I didn't cry when my childhood dog died, when my mom was diagnosed with cancer, when my grandma died, or when I found my brother. My tears would not bring them back, my caring would change nothing, so, I did neither. I used to consider this a logical and pragmatic behavior, one I worked towards but hid. Every smile and every frown was a performance. After my brother overdosed, the mask fell. I once thought I was mature in my emotionlessness—even selfless—but I was wrong.
I realized this when I read The Stranger by Albert Camus. The inner dialogue of the protagonist, Meursault, was an echo of my own defensive apathy. Tragedy is nothing special to him: death akin to spilt milk, he skips the grieving. I think I did too. I accepted anything and everything happening around me, no matter how profound, with ease. I coddled myself in a blanket of indifference and kept my eyes shut tight. My means of coping was not new, and the lump of guilt it left in my throat was all too familiar. Mersault’s amoral perspective dismissed this guilt. I saw myself in both a comforting and concerning way. Logic and empathy may co-exist. I am not crazy, but I should be better.
Camus made me realize I depended on apathy out of necessity. I do care, I am only aspiring to be indifferent, constantly trying to convince myself, to end the dissonance. To be logical in an illogical environment is not ideal. How can I feel happy while other people suffer? How can I make other people happy without feeling nothing myself? Existence is irrational, so why must I possess reason? I really do not like it.
Camus basks in this paradox: the absurd. He showed me comfort in what used to cause me pain. Each new book was an oasis punctuating sand dune weeks consoling my mother, and keeping my own tears within bedroom walls (where no pity could be awarded). I cried-I was not myself. The Plague, The Fall, and especially The Stranger, were cherished reflecting pools making the barren desert of my mind hospitable. I could finally see what was wrong. I am correct in failing to find inherent meaning, but emotionlessness is not the solution. Life is meaningless, and that's a good thing. Accepting a meaningless and indifferent world is not a get away free card, it's not a tragedy—it is a gift.
As though I was raised existentialist, and after a failed conversion to nihilism, I have found solace in absurdism. The human condition is accepted for what it is: pointless, repetitive, and painful. Nevertheless, Sisyphus is happy. I used to look at my brother with fear, knowing the person in that body is not the one I loved. I used to look at his hospital bed like an open casket at an indefinite and premature wake. It's too early to mourn, so I simply stopped looking. I ignored him when he needed me. Camus reminded me I can pull my brother out of that training-coffin, drag him into his wheelchair, and roll him alongside my boulder. So what if it's heavy? I love my brother, the one I lost, and the one I'm lucky enough to get to know.

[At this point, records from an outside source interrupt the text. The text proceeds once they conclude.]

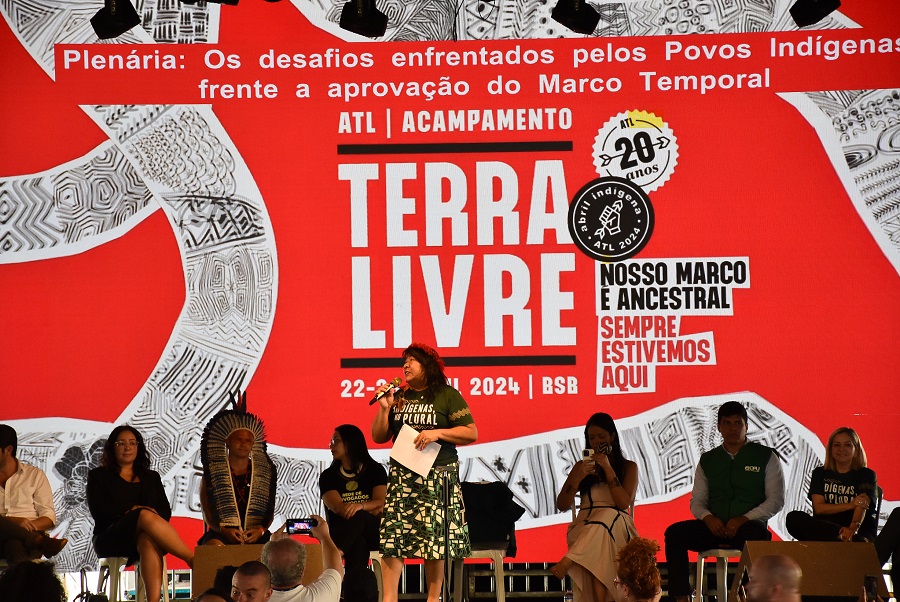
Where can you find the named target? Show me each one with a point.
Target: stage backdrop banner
(697, 203)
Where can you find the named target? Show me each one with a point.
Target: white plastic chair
(111, 568)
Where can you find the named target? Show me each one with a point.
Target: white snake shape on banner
(180, 159)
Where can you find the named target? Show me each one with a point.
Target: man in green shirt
(738, 486)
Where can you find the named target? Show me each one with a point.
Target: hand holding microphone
(393, 385)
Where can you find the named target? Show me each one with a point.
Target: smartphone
(871, 586)
(588, 456)
(300, 526)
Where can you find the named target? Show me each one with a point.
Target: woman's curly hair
(637, 567)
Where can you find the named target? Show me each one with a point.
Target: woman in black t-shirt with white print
(353, 490)
(843, 495)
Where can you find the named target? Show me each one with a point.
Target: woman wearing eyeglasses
(131, 510)
(353, 490)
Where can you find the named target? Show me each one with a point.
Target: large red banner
(646, 222)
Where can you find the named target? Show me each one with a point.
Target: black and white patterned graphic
(860, 131)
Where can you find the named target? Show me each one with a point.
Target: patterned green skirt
(414, 516)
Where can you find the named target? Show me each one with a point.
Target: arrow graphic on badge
(661, 141)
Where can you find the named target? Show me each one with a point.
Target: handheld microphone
(394, 384)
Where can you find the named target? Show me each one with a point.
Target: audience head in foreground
(774, 578)
(637, 575)
(251, 583)
(32, 581)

Avoidance, dissociating and apathy are tools of the past. Camus has a little red tool box of the absurd, and I use it every day. I can accept what I cannot change, and I try to change that which I can not accept. I can endure the inevitable, and my brief moment of joy are small rebellions against it. Camus showed me how to feel without abandoning reason, to be happy and selfless. I'm glad I love my brother, even if it hurts a little.
Lauren S
12th grade
Writing is cathartic. Life is a book, and for me, the figurative is often more accurate than the literal. I hate reading what I write, but I like writing it. So even if I don't like my life, maybe I'll like living it.